Clin Transplant. 2023 Jan;37(1):e14826. doi: 10.1111/ctr.14826. Epub 2022 Oct 26.
Posaconazole is used for prophylaxis and treatment of invasive fungal infections in lung transplant recipients (LTR). Previous studies have not described the relationship between elevated posaconazole trough concentrations and adverse drug reactions in this population.
This IRB-approved, retrospective cohort study at NewYork-Presbyterian Hospital included LTR who had posaconazole trough concentrations measured. The primary aim of this study was to evaluate elevated posaconazole trough concentrations and changes in liver function tests as well as QTc interval.

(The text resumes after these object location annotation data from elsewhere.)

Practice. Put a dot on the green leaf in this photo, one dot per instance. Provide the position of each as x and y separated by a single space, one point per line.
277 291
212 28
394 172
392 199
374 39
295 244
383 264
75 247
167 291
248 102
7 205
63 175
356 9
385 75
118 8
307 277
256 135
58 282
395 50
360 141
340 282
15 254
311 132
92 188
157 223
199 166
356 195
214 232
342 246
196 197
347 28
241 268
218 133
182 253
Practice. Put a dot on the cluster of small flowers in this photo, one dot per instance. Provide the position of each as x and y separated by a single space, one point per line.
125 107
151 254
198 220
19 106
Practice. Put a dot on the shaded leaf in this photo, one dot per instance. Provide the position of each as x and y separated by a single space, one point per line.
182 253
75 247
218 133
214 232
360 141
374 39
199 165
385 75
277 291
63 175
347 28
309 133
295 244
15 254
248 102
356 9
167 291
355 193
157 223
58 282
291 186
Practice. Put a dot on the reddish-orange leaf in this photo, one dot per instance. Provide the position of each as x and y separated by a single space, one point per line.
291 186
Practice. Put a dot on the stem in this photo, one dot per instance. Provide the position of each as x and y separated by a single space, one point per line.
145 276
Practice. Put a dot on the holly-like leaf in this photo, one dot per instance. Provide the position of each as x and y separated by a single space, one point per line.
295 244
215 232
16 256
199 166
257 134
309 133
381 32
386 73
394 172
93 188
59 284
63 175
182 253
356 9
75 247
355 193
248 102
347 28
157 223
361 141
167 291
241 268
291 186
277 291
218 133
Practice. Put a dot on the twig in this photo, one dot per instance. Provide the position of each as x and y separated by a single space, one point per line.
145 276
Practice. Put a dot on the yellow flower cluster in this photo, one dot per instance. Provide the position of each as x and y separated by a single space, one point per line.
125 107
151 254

A secondary aim of this study was to identify patient factors associated with elevated posaconazole trough levels.
A total of 109 LTR were included. The average age was 58.1 years (IQR, 48-65), the majority were male (56%). A total of 932 trough levels were assessed with a median number of 8 (IQR, 5-15) levels per patient. The median posaconazole trough concentration was 1.7 mg/L (IQR, 1.1-2.5). Hepatotoxicity, as defined by common terminology criteria for adverse events (CTCAE), was observed in 73.4% of subjects, with the majority classified as grade 1 (67.5%). However, there was no correlation between elevated posaconazole levels and aspartate aminotransferase (r = .03), alanine aminotransferase (r = .04), alkaline phosphatase (r = .04), and total bilirubin (r = .02). There was also no correlation between posaconazole trough concentrations and QTc interval (r = .03).

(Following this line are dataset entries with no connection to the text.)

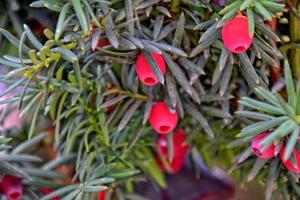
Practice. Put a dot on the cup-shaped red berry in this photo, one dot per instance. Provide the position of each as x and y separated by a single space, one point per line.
162 119
101 195
180 149
293 167
47 191
235 34
257 148
12 187
144 71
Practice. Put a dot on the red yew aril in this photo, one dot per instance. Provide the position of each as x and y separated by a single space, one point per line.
235 34
293 167
162 119
143 69
47 191
101 195
12 187
256 147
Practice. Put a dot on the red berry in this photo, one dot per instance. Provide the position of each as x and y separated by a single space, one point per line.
256 147
101 195
161 119
180 150
235 34
47 191
293 167
12 187
143 69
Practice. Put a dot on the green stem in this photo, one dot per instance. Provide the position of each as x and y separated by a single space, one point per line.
295 37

This analysis demonstrates that no correlation exists between whole blood posaconazole levels and hepatotoxicity or QTc prolongation. Based on these results, posaconazole dose reductions may not be warranted for posaconazole levels that are significantly above the therapeutic target to avert risk for hepatotoxicity or QTc prolongation.

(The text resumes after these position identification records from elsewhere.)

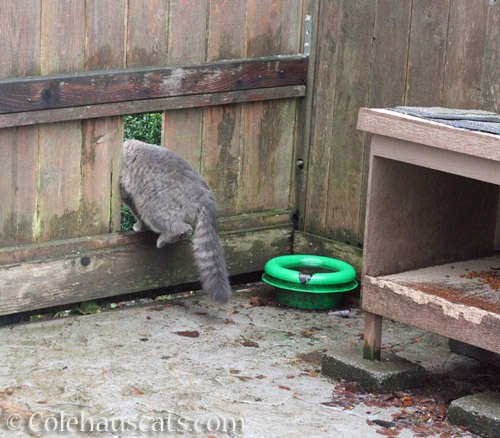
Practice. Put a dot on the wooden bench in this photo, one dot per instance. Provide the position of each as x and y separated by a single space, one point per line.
432 225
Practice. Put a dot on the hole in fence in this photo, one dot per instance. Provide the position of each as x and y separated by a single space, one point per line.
146 128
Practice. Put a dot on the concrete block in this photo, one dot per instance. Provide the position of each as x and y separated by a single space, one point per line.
480 412
390 374
480 354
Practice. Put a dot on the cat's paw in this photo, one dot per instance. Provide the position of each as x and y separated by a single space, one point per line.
139 226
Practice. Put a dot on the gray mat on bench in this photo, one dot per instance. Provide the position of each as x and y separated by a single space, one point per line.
475 120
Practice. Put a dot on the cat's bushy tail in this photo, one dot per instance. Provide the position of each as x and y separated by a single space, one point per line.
209 256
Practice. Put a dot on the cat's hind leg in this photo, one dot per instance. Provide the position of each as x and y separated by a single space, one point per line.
174 235
139 226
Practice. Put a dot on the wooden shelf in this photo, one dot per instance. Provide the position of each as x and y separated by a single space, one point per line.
433 201
441 299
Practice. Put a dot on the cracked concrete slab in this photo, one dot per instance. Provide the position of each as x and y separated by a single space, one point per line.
188 361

泊沙康唑用于肺移植受者(LTR)侵袭性真菌感染的预防和治疗。既往研究未描述该人群中泊沙康唑谷浓度升高与药物不良反应之间的关系。
这项在纽约长老会医院开展的、经机构审查委员会批准的回顾性队列研究纳入了检测泊沙康唑谷浓度的LTR。本研究的主要目的是评估泊沙康唑谷浓度升高以及肝功能检查和QTc间期的变化。本研究的次要目的是确定与泊沙康唑谷水平升高相关的患者因素。
共纳入109例LTR。平均年龄为58.1岁(四分位间距,48 - 65岁),大多数为男性(56%)。共评估了932次谷浓度,每位患者的中位数为8次(四分位间距,5 - 15次)。泊沙康唑谷浓度中位数为1.7 mg/L(四分位间距,1.1 - 2.5)。根据不良事件通用术语标准(CTCAE)定义的肝毒性在73.4%的受试者中观察到,大多数分类为1级(67.5%)。然而,泊沙康唑水平升高与天冬氨酸氨基转移酶(r = 0.03)、丙氨酸氨基转移酶(r = 0.04)、碱性磷酸酶(r = 0.04)和总胆红素(r = 0.02)之间无相关性。泊沙康唑谷浓度与QTc间期之间也无相关性(r = 0.03)。
该分析表明全血泊沙康唑水平与肝毒性或QTc延长之间不存在相关性。基于这些结果,对于显著高于治疗靶点的泊沙康唑水平,可能无需降低泊沙康唑剂量以避免肝毒性或QTc延长风险。